Sulteng-kabupaten Parigi Moutong, tipikorInvestigasinews.id -memperhatikan cara prilaku oknum kades inisial AMD diduga kuat melakukan tindakan penyalahgunaan wewenang
Setiap tahun anggaran DD Sausu Auma mengalami kebocoran anggaran, hal itu disebabkan beberapa aitem pekerjaan yang tertera di APBDes, dananya dambil kades dan tidak dilaksanakan, sehingga menimbulkan kerugian besar bagi masyarakat desa sausu Auma kecamatan sausu kabupaten parigi moutong (Parimo) kata warga desa Auma yang namanya tidak mau di sebutkan senin (14/7/2025)
Dari hasil konfirmasi media ini, ketua BPD I gusti putu sudiana desa sausu auma pekan lalu di kediamannya mengatakan kami selaku Perwakilan Masyarakat telah berusaha semaksimal mungkin mengingatkan, baik lewat surat pembritahuan berkali-kali di surati, termasuk dalam pertemuan secara langsung bersama kades, untuk segera melaksanakan beberapa, aitem pekerjaan yang belum di kerjakan tahun anggaran 2024 antara lain, kegiatan silva tahun anggaran 2023
Rp. 29.990.000
Operasional yang bersumber dari DD Rp. 12. 660.930
Profil desa Rp. 5000.000
Penyelengaraan posyandu -kabel rol Rp. 170.000
-makanan khusus stating Rp. 2.945.000
Bahan material untuk tandon Rp.3.040.000 sisa
mobiler posyandu Rp 5.340.000
Timbangan balita Rp. 700.000
Pemeliharaan pemakaman Rp 1.405.000 belum terealisasi.
Bantuan Swadaya jembatan gantung rumah Rp.30.01.000
Bantuan Swadaya rumah Rp. 50.000.000
Bak penampung air Rp. 39.779.955
MCK Swadaya 5 unit Rp. 24.987.500
Pemeliharaan sarana tranportasi Rp. 8.490.000
Pengadaan alat olah raga dan hadiah lomba Rp.10.713.820
Pengadaan pupuk paten Rp. 118.680.000
TOTAL RP. 343.612.205.
Oknum kades inisial AMD selalu ingkar janji sehingga masyarakat tidak ada lagi percaya, termasuk janjinya menyelesaikan pekerjaan yang belum terealisasi pada bulan maret, sampai sekarang masuk tahun 2025 tidak perna terselesaikan janjinya.
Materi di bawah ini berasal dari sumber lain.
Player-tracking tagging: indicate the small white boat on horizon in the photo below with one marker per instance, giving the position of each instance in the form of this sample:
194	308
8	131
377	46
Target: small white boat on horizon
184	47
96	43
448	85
Media ini konfirmasi kepada sekdes sofianus amli mengakui bahwa ada beberapa aitem pekerjaan tahun anggaran 2024 yang belum dilaksanakan, sehingga saya tidak berani membuat Laporan pertangung jawaban (SPJ)
Melihat bobroknya prilaku oknum Kades AMD, sepatutnya pihak kepala wilayah kecamatan sausu dan PMD mengusulkan kepada bupati Parimo sangsi berat (Menon aktifkan) dan sepatutnya pihak inspektorat selaku instansi auditor ikut bertangung jawab, terhadap dugaan DD yang di selewengkan oknum kades inisial AMD, dikarenakan kurangnya pengawasan yang lebih ketat sehingga terus menerus melakukan dugaan korupsi.
Publik mendesak pihak kajari parimo yang telah memeriksa Oknum Kades AMD dan perangkat desa yang terkait untuk segera melakukan proses hukum secepatnya, sehingga kasus tersebut tidak berlarut-larut menjadi sorotan publik.